Therapy is based on staging information include curative versus palliative operation, radical versus local excision, preoperative chemoradiation therapy, and postsurgical adjuvant therapy.
The rectum extends proximally from the rectosigmoid junction where the taenia coli coalesce distally to the anorectal ring.
The rectum is divided into thirds beginning at the anorectal ring at 3.5 cm: lower rectum 3.5 cm to 7.5 cm; midrectum 7.5 cm to 12 cm; upper rectum 12 cm to 16 cm.
The most proximal rectum is intraperitoneal.
The middle and lower rectum is partially or wholly extraperitoneal.
Cancers of the upper rectum (above 12 cm) behave like colon cancers with regard to recurrence.
For upper third lesions, resection with partial mesorectal excision generally is accepted surgical therapy.
Treatment for middle and lower third rectal cancers in the absence of distant metastases varies.
Proctosigmoidectomy with total mesorectal excision (TME) is recommended in most cases. for middle and lower third rectal cancers,
Local excision may be appropriate for selected early distal rectal cancers.
Chemoradiation may be given preoperatively or postoperatively.
With digital rectal exam the size, location, and degree of fixation of most low and some middle third rectal tumors can be detected and provides a rough estimate of local rectal cancer stage.
Endoscopy is done to detect the tumor and obtain tissue for histologic diagnosis, to assess tumor dimensions, distance from the anal sphincter, and relation to landmarks such as the prostate or vagina with a view toward future surgery.
The entire large intestine is examined by colonoscopy, to exclude synchronous lesions.
Carcinoembryonic antigen (CEA) is measured as a baseline.

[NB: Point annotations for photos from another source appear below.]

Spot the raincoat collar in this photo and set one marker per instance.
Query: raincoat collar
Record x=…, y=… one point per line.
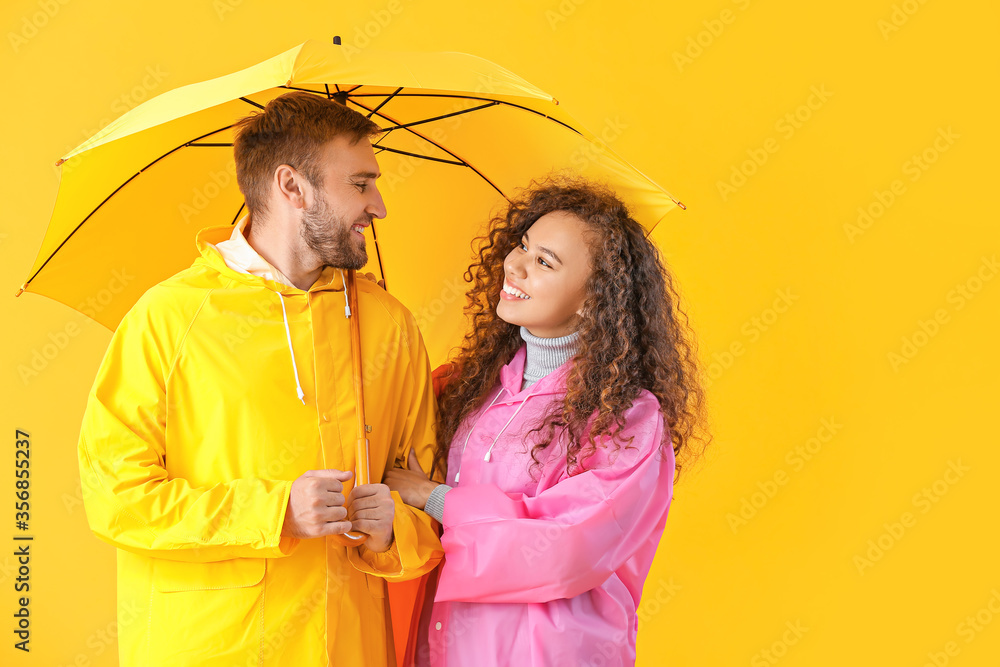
x=247, y=267
x=329, y=279
x=512, y=374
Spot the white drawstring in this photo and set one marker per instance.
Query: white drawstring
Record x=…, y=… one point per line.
x=497, y=437
x=347, y=305
x=295, y=370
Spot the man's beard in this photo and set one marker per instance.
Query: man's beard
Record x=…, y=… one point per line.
x=330, y=238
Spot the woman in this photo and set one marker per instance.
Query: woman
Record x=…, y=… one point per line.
x=561, y=421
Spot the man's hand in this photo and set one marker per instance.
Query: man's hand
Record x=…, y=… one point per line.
x=412, y=485
x=372, y=512
x=316, y=505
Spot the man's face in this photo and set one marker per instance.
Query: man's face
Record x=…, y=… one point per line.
x=344, y=202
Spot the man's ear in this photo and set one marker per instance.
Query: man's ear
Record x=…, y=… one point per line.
x=291, y=185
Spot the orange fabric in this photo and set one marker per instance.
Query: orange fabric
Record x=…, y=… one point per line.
x=407, y=597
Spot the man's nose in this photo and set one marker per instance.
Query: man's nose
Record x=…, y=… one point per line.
x=376, y=207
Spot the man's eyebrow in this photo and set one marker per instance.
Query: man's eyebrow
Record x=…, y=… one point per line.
x=545, y=250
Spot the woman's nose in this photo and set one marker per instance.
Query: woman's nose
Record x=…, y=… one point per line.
x=514, y=267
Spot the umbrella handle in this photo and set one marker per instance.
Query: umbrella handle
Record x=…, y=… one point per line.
x=362, y=472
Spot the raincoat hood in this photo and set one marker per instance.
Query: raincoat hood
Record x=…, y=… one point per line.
x=217, y=391
x=238, y=255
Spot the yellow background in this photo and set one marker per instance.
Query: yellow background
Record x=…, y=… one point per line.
x=894, y=77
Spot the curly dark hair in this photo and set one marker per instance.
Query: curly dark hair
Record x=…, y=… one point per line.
x=631, y=330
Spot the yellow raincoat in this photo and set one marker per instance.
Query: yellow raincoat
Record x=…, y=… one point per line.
x=193, y=433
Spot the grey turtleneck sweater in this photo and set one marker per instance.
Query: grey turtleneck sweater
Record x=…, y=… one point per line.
x=544, y=355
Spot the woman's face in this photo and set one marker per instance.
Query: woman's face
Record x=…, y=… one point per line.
x=545, y=276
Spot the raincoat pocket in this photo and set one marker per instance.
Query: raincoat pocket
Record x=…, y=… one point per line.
x=206, y=614
x=171, y=575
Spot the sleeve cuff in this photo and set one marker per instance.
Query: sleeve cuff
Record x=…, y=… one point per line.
x=435, y=502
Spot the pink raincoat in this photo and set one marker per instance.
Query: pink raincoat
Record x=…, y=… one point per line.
x=546, y=571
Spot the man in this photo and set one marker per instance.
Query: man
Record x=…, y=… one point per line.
x=218, y=439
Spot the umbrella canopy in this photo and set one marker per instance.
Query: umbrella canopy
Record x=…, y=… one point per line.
x=461, y=134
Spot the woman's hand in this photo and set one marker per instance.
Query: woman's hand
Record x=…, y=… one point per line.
x=412, y=483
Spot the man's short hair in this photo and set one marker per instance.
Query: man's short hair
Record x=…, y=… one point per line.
x=290, y=130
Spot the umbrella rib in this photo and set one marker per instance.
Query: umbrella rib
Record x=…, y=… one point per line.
x=484, y=99
x=431, y=141
x=378, y=254
x=447, y=115
x=105, y=201
x=242, y=206
x=422, y=157
x=249, y=101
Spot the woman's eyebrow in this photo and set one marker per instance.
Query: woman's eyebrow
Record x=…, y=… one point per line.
x=548, y=252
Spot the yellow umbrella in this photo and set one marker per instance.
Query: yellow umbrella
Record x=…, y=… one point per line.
x=462, y=133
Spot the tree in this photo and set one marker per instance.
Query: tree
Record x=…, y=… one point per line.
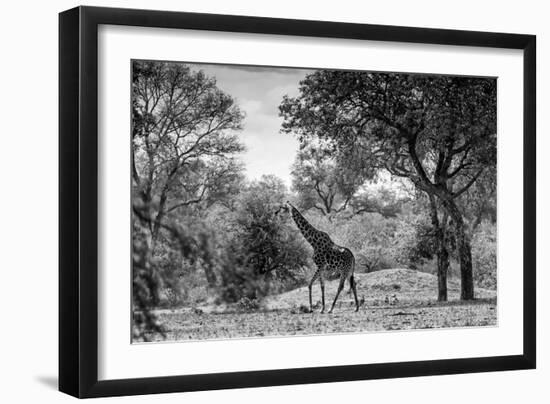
x=437, y=131
x=262, y=247
x=321, y=182
x=184, y=139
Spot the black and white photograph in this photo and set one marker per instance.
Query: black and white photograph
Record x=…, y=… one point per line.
x=274, y=201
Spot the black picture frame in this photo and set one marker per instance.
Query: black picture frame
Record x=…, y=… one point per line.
x=78, y=201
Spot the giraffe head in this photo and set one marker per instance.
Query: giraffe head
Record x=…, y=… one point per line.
x=284, y=209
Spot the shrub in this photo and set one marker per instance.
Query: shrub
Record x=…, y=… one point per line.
x=484, y=256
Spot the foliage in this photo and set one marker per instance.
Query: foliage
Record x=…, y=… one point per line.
x=184, y=139
x=437, y=131
x=262, y=247
x=321, y=182
x=484, y=255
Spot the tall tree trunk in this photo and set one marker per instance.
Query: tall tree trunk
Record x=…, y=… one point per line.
x=441, y=251
x=464, y=250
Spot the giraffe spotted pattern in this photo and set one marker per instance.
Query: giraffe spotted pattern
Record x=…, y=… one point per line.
x=328, y=257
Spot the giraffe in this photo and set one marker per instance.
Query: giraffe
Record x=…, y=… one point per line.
x=327, y=256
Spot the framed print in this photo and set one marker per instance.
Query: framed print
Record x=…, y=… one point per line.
x=251, y=201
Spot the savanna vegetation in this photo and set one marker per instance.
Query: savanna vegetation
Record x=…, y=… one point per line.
x=401, y=169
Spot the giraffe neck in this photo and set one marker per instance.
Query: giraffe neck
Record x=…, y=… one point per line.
x=307, y=230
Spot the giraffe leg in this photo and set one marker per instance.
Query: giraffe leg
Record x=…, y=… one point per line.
x=353, y=286
x=340, y=287
x=322, y=281
x=310, y=285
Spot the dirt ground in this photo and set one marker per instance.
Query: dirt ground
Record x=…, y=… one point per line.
x=396, y=299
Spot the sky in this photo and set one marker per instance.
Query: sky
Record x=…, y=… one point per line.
x=258, y=91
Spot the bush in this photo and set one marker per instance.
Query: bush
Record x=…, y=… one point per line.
x=484, y=256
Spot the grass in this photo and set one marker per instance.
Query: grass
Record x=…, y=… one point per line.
x=394, y=299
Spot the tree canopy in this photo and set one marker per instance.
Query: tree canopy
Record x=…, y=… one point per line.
x=437, y=131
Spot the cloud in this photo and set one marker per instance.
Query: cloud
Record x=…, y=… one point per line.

The best studies for the determination of T classification and N status are endorectal ultrasound (EUS) and magnetic resonance imaging (MRI).
EUS is commonly used to determine the extent of local wall penetration for middle- and lower-third rectal cancers.
An ultrasonic staging system is based on depth of invasion and lymph node positivity.
EUS can help determine whether downstaging after preoperative chemoradiation for extraperitoneal locally advanced rectal cancer predicts improved outcome.
MRI is highly useful in defining the stage of rectal cancer.
High-resolution MRI images obtained in multiple planes with high soft tissue contrast resolution provides detailed information concerning the relation of the tumor to the circumferential resection margin and adjacent structures, extramural venous invasion, lateral pelvic lymphadenopathy, and peritoneal surface involvement by tumor.
PET scanning accurately changes the stage or appropriately alter the therapy in almost a third of patients with advanced primary rectal cancer.
Conventional CT detects local invasion of neighboring structures and distant metastases.
In metastatic carcinomas, lactate levels are significantly higher and glucose levels significantly lower than those in nonmetastatic carcinomas.